Error Estimates for the Deep Ritz Method with Boundary Penalty
This work addresses the theoretical analysis of neural network-based numerical methods for partial differential equations, offering foundational error estimates that are incremental but crucial for validating such methods in scientific computing.
The paper tackles the error estimation for the Deep Ritz Method applied to linear elliptic equations with Dirichlet boundary conditions using a boundary penalty method, providing general error bounds that depend on optimization accuracy, approximation capabilities, and penalization strength, and showing that neural networks inherit favorable approximation properties for high-dimensional problems.

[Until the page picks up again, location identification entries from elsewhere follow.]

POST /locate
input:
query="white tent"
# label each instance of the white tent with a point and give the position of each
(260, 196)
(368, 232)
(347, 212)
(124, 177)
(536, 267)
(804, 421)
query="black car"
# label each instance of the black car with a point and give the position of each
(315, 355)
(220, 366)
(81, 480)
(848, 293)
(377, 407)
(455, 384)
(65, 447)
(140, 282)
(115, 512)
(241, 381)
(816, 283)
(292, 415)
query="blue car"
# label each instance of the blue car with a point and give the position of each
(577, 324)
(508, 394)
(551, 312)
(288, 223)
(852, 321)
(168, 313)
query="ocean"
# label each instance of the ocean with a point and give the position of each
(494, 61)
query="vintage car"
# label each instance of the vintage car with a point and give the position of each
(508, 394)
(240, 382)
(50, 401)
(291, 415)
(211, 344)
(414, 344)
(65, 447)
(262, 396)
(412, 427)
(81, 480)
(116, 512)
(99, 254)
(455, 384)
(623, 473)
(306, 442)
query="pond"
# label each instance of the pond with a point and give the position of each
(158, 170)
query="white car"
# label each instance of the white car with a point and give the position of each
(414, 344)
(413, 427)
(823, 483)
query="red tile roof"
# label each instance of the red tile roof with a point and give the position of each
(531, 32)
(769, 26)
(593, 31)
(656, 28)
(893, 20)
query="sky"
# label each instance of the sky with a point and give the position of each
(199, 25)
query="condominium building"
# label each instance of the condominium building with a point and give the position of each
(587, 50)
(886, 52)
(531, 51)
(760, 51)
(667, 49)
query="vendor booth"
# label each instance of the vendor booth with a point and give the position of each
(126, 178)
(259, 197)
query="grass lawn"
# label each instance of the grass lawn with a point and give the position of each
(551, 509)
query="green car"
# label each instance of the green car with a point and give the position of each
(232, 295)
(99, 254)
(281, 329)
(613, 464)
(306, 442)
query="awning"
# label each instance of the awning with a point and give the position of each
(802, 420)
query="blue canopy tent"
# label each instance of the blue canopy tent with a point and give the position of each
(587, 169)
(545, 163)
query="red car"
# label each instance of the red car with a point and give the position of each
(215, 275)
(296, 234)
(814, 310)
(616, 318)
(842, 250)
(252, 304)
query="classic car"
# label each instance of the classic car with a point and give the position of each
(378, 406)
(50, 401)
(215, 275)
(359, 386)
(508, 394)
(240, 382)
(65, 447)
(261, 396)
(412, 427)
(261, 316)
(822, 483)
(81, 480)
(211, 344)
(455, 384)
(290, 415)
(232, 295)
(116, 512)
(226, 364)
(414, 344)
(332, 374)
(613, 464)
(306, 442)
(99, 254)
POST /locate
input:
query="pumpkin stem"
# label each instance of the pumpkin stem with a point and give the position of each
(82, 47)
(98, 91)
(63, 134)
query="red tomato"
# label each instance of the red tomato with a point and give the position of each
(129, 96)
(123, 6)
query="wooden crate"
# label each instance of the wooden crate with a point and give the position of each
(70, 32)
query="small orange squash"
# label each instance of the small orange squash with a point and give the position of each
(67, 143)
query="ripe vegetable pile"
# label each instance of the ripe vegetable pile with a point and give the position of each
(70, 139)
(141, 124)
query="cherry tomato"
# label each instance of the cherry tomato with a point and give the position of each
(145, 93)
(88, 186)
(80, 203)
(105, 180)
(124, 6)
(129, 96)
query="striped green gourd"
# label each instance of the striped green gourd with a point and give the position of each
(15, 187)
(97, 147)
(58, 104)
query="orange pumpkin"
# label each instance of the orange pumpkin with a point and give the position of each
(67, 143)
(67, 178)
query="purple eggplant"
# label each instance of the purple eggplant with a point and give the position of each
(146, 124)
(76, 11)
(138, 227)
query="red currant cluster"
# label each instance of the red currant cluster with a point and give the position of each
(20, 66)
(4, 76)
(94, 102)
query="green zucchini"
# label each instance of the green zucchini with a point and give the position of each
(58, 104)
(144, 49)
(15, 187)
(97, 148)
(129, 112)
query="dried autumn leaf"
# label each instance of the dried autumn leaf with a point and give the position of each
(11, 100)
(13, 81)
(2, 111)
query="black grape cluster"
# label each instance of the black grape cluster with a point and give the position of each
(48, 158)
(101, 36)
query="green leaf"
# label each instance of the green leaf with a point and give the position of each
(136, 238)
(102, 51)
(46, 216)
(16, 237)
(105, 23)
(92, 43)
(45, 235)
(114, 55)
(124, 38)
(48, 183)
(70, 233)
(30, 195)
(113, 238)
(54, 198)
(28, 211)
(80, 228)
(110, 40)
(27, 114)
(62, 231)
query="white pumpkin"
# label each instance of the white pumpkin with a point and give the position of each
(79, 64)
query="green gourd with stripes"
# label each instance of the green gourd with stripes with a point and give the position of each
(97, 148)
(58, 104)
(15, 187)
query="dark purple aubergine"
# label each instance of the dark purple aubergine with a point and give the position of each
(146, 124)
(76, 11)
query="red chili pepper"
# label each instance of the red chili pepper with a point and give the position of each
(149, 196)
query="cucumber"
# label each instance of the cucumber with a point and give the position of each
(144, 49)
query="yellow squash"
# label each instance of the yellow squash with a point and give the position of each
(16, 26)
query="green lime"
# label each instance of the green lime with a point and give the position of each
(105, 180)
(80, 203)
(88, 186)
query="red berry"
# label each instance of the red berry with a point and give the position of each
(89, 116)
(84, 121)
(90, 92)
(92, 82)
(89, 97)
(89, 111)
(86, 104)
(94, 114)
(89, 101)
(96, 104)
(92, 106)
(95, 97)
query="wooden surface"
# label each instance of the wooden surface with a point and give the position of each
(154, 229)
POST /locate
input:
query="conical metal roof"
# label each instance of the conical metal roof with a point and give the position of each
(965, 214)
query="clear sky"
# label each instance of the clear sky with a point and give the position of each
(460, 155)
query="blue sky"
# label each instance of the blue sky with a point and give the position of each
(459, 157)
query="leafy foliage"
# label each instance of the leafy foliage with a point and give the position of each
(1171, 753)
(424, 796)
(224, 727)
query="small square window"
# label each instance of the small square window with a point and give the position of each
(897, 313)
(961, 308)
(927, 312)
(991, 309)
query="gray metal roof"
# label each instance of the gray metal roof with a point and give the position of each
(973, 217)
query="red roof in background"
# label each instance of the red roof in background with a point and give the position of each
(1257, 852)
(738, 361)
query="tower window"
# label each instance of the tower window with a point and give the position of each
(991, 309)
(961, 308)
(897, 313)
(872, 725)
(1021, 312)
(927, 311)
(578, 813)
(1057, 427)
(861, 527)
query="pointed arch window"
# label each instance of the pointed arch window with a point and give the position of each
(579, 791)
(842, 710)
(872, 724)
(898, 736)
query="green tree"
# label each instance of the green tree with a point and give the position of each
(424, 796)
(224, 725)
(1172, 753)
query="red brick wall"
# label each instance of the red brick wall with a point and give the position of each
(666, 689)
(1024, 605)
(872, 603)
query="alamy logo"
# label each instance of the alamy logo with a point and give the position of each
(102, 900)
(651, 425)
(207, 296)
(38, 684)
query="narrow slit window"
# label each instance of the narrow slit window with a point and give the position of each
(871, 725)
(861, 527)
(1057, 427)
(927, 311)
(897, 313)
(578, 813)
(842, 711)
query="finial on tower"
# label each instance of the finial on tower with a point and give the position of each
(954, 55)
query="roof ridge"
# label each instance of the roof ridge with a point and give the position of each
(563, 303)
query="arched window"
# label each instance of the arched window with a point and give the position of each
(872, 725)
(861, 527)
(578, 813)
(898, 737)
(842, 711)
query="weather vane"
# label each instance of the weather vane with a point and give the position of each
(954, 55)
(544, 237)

We estimate the error of the Deep Ritz Method for linear elliptic equations. For Dirichlet boundary conditions, we estimate the error when the boundary values are imposed through the boundary penalty method. Our results apply to arbitrary sets of ansatz functions and estimate the error in dependence of the optimization accuracy, the approximation capabilities of the ansatz class and -- in the case of Dirichlet boundary values -- the penalization strength $λ$. To the best of our knowledge, our results are presently the only ones in the literature that treat the case of Dirichlet boundary conditions in full generality, i.e., without a lower order term that leads to coercivity on all of $H^1(Ω)$. Further, we discuss the implications of our results for ansatz classes which are given through ReLU networks and the relation to existing estimates for finite element functions. For high dimensional problems our results show that the favourable approximation capabilities of neural networks for smooth functions are inherited by the Deep Ritz Method.